The permissible jobs and hours of work, by age, in nonfarm work are as follows:
• Minors age 18 or older are not subject to restrictions on jobs or hours
• Minors age 16 and 17 may perform any job not declared hazardous by the Secretary, and are not subject to restrictions on hours
• Minors age 14 and 15 may work outside school hours in various nonmanufacturing, non-mining, nonhazardous jobs listed by the Secretary in regulations published at 29 CFR Part 570 under the following conditions:
o no more than three hours on a school day
o nor more than 18 hours in a school week
o no more than eight hours on a non-school day
o no more than 40 hours in a non-school week
o may not begin work before 7 a.m. or work after 7 p.m., except from June 1 through Labor Day, when evening hours are extended until 9 p.m.
o permissible work for 14 and 15 year olds is limited to those jobs specifically listed in the Secretary’s regulations.
WHD’s regulations provide some exceptions to these limitations on hours worked for 14 and 15 year olds enrolled in an approved Work Experience and Career Exploration Program (WECEP) or Work Study Program (WSP).
By regulation, employers must keep records of the dates of birth of employees under age 19, their daily starting and quitting times, their daily and weekly hours of work, and their occupations. The FLSA provides that an employer that has on file an officially-issued employment or age certificate showing that the minor is the minimum age required by the FLSA is not liable for violating the child labor provisions if that documentation proves to be incorrect. Age or employment certificates issued under most state laws are generally acceptable for this purpose. See 29 CFR 570.5.

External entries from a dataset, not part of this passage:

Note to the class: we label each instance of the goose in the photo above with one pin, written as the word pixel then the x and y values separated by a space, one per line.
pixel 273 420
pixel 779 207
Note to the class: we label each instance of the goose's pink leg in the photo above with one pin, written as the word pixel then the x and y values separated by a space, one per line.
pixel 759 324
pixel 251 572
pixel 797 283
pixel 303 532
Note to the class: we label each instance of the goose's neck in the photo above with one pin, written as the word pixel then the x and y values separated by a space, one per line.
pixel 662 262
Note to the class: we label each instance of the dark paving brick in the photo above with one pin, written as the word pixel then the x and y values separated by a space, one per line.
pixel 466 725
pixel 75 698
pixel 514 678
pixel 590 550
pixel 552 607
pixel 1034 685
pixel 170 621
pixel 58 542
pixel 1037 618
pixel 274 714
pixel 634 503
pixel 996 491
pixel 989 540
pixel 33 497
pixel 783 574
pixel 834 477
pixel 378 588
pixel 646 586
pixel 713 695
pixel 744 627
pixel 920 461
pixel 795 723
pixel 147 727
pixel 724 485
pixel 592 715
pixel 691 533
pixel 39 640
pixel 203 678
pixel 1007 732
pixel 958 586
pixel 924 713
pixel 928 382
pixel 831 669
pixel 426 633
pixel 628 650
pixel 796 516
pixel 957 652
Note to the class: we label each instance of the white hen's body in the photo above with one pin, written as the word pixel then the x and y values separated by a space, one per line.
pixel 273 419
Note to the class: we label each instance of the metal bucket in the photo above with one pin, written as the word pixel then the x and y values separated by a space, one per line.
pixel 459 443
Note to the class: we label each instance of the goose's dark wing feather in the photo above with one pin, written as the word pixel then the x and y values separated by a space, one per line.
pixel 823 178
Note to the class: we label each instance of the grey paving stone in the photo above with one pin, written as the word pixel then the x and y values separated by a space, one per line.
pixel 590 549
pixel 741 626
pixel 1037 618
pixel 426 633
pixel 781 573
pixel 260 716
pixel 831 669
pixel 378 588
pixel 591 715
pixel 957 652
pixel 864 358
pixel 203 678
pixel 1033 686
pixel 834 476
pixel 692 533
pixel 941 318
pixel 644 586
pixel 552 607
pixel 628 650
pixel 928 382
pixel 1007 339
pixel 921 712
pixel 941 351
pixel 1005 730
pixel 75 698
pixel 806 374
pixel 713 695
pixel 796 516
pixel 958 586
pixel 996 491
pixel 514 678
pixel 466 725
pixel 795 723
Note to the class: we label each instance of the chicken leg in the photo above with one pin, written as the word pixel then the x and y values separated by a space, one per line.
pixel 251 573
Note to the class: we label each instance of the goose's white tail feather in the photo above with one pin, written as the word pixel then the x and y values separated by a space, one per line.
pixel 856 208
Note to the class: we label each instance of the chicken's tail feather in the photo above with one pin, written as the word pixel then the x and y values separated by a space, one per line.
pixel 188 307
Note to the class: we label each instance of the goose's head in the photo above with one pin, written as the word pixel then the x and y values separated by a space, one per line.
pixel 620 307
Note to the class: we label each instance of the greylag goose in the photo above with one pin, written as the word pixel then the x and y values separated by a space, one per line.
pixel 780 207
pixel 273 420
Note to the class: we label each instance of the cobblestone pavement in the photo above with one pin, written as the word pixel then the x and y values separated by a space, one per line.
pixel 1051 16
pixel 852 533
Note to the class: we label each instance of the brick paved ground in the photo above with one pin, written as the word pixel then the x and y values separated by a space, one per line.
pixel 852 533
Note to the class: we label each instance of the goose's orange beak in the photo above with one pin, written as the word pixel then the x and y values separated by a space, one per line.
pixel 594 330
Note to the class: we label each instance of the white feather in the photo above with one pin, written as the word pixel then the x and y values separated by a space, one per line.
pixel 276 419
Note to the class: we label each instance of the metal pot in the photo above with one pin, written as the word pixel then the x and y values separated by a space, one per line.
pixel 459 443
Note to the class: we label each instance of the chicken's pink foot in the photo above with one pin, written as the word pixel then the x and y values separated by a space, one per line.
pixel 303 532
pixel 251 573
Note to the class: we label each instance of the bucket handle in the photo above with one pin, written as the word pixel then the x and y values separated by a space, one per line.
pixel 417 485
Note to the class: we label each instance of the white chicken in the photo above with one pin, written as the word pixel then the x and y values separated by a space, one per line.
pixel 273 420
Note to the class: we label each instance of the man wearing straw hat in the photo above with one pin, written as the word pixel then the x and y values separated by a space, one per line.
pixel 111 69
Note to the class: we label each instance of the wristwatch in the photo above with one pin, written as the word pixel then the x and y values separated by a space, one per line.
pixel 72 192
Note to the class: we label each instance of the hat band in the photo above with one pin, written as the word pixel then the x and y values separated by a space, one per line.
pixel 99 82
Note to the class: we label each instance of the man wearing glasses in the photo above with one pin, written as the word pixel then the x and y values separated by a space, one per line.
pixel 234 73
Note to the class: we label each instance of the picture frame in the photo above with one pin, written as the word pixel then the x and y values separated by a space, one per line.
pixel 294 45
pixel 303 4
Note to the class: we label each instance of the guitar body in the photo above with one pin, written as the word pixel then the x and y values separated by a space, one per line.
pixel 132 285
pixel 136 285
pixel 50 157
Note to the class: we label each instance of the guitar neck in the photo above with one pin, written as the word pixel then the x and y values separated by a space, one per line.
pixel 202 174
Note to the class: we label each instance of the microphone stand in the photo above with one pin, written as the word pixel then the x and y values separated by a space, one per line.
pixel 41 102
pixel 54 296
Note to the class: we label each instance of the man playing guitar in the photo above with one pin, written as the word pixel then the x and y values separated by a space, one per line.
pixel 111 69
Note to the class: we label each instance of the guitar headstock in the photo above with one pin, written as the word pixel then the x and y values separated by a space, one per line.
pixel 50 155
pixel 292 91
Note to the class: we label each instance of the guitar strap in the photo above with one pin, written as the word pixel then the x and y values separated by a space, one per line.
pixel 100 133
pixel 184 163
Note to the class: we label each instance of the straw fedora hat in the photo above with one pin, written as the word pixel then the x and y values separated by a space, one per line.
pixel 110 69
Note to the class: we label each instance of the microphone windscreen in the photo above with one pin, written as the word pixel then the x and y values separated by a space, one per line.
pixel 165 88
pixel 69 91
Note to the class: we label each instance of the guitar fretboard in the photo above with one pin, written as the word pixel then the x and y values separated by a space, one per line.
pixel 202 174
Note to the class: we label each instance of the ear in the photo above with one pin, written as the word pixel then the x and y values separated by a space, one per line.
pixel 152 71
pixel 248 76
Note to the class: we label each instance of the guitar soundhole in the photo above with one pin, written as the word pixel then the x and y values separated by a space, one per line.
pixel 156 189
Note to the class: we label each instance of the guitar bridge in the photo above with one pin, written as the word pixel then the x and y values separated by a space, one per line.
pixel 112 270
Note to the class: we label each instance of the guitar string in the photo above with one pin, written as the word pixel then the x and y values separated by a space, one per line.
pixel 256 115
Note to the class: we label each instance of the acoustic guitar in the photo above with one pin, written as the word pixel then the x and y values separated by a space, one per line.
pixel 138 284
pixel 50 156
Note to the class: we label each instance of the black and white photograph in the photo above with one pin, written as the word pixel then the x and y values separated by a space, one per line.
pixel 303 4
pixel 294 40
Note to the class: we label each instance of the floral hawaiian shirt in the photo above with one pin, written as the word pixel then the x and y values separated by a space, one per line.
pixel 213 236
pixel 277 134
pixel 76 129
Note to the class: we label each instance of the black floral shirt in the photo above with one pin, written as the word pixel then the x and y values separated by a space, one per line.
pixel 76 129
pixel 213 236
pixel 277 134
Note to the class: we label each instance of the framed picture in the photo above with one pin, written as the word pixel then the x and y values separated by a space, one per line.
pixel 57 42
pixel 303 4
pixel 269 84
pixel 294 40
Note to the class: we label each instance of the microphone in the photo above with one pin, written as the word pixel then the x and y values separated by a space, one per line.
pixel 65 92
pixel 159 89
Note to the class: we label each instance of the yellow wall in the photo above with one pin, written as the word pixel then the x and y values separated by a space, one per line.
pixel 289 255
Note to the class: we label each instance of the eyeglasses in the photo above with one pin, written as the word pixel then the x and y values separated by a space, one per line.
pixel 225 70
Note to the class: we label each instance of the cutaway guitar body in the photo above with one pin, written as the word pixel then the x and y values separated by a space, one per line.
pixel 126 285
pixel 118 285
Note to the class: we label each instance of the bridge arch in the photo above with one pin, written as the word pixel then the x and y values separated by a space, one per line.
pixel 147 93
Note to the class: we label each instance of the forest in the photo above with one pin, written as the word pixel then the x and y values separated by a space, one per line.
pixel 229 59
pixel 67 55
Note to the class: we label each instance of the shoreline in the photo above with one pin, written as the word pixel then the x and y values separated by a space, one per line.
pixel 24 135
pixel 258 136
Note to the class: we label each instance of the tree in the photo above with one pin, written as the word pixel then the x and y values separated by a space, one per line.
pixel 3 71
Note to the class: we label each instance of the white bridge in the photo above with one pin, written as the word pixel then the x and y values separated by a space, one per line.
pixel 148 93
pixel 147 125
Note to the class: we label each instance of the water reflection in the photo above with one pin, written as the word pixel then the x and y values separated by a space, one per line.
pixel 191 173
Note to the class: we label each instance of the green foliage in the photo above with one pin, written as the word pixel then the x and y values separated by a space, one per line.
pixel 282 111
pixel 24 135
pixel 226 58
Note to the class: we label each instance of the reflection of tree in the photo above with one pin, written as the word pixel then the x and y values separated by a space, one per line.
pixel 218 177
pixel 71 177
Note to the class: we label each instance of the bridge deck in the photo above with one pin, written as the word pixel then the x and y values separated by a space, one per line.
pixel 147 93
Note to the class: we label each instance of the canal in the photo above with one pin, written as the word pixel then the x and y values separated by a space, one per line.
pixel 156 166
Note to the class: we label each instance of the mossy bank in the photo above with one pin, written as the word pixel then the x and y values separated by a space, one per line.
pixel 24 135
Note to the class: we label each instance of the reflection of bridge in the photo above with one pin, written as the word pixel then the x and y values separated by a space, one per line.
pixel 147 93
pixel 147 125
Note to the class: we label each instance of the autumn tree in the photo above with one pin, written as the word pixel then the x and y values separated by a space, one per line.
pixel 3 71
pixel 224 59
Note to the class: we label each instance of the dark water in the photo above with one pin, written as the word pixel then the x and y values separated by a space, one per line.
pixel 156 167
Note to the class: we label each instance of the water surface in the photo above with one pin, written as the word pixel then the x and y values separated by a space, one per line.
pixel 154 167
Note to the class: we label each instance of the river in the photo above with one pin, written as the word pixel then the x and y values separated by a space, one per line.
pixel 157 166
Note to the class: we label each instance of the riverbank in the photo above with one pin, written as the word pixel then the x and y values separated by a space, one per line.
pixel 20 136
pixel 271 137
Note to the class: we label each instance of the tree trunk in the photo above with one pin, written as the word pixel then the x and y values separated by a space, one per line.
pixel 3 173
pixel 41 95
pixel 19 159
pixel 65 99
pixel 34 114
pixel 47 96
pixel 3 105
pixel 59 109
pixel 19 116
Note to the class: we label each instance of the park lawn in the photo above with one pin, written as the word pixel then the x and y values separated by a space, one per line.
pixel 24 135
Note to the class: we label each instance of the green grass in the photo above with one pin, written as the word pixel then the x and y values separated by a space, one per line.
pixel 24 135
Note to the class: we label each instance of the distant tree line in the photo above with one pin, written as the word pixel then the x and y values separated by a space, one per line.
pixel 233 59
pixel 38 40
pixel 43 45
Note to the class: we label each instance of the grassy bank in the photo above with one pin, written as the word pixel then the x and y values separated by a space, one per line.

States also have child labor laws that vary from state from state and are usually located in a state’s statutes.
In Indiana, the child labor provisions of the Fair Labor Standards Act (FLSA) are enforced to protect minors' educational opportunities and health. These provisions apply to businesses involved in interstate commerce with an annual business volume of $500,000 or more, as well as to certain employers regardless of business volume, including hospitals, schools, and government agencies. Minors aged 14 and 15 may work outside school hours under specific conditions, such as limited hours and non-hazardous jobs. Those aged 16 and 17 may work in non-hazardous jobs without hour restrictions, while those 18 and older are not restricted by the FLSA's child labor provisions. Indiana employers must comply with both federal and state child labor laws, keeping records of minors' birth dates, work schedules, and occupations. State-issued work permits are generally recognized as proof of age for employment purposes. It's important to note that Indiana may have additional regulations that complement or are more stringent than federal laws, and employers must adhere to both sets of laws.